Our Ancestors: Sleep patterns


How much do you know about the lives that your ancestors lived?

Many of us know their names and, if we are lucky, we have dates, professions and stories about our distant ancestors. However, many questions still remain. There are some essential day-to-day activities of our ancestors that we may know little or nothing about.

Take sleep, for example. We can assume that our grandparents sleeping patterns were similar to ours. But what about our grandparents’ grandparents, and our grandparents’ grandparents’ grandparents?

According to a recent article in Slumberwise, our ancestors slept very differently from how we sleep today. According to research, in the early 20th century, it was less common to have one long nighttime sleep, and most people had two nighttime sleeps.
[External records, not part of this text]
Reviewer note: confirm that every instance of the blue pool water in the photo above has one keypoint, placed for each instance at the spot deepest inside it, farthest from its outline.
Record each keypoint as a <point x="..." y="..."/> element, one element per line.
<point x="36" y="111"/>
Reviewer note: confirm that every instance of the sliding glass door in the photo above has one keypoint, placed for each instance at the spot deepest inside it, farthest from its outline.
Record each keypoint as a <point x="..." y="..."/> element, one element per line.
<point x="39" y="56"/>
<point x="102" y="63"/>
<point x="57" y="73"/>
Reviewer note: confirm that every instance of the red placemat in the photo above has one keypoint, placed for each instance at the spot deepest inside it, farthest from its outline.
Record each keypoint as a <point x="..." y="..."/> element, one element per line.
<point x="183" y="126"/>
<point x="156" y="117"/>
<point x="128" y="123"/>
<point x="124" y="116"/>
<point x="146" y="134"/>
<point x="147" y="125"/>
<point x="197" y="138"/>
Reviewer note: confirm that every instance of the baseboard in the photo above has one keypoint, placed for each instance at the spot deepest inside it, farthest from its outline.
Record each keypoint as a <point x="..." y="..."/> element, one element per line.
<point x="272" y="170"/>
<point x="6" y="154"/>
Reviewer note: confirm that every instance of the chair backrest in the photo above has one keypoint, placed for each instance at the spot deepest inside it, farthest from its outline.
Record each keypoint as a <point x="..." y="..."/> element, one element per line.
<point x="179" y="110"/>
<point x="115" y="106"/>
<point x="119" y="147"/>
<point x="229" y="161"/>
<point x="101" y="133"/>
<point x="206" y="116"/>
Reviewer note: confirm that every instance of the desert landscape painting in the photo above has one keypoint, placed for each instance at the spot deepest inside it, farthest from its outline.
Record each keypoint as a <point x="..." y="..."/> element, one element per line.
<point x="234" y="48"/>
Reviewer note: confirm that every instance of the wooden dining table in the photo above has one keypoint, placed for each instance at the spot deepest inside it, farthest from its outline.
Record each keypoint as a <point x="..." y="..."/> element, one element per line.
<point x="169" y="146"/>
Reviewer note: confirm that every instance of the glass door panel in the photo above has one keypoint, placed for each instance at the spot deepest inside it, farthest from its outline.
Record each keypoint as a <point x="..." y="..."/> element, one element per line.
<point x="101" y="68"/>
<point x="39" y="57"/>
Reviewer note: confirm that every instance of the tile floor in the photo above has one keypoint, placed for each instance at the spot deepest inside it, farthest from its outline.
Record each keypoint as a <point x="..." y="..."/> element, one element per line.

Roger Ekirch, professor of history at Virginia Tech, was the first to discover that people used to sleep in two large chunks.

In his research, he found that over a 12-hour period, people would sleep for 3-4 hours, wake for a couple of hours, and then sleep again until morning. His research stems from literature, court documents, personal papers and more, and appears to be the accepted sleep pattern until the early 1900s.

“It’s not just the number of references – it is the way they refer to it, as if it was common knowledge,” says Ekirch.

Among many examples backing up this theory is Chaucer, who describes a character’s first and second sleeps in Canterbury Tales. Another example is an English doctor who wrote that the ideal time for study and contemplation was between “first sleep” and “second sleep.”

Being very religious, most would use the time to pray or reflect, to read or to interact with family. Religious manuals included special prayers to say in the mid-sleep hours.

If this was the common practice, why don’t we still sleep in two shifts? When did this change?

Ekirch believes that this practice died out shortly after the turn of the 20th century, after the invention of street lights and later electric indoor lighting. When street lights became more prevalent, spending time at night became less dangerous, and the streets at nights were no longer dominated by criminals. People began socializing or working into the night, and the concept of two sleeps disappeared.

What surprising things have you discovered about how your ancestors lived? Share your comments below.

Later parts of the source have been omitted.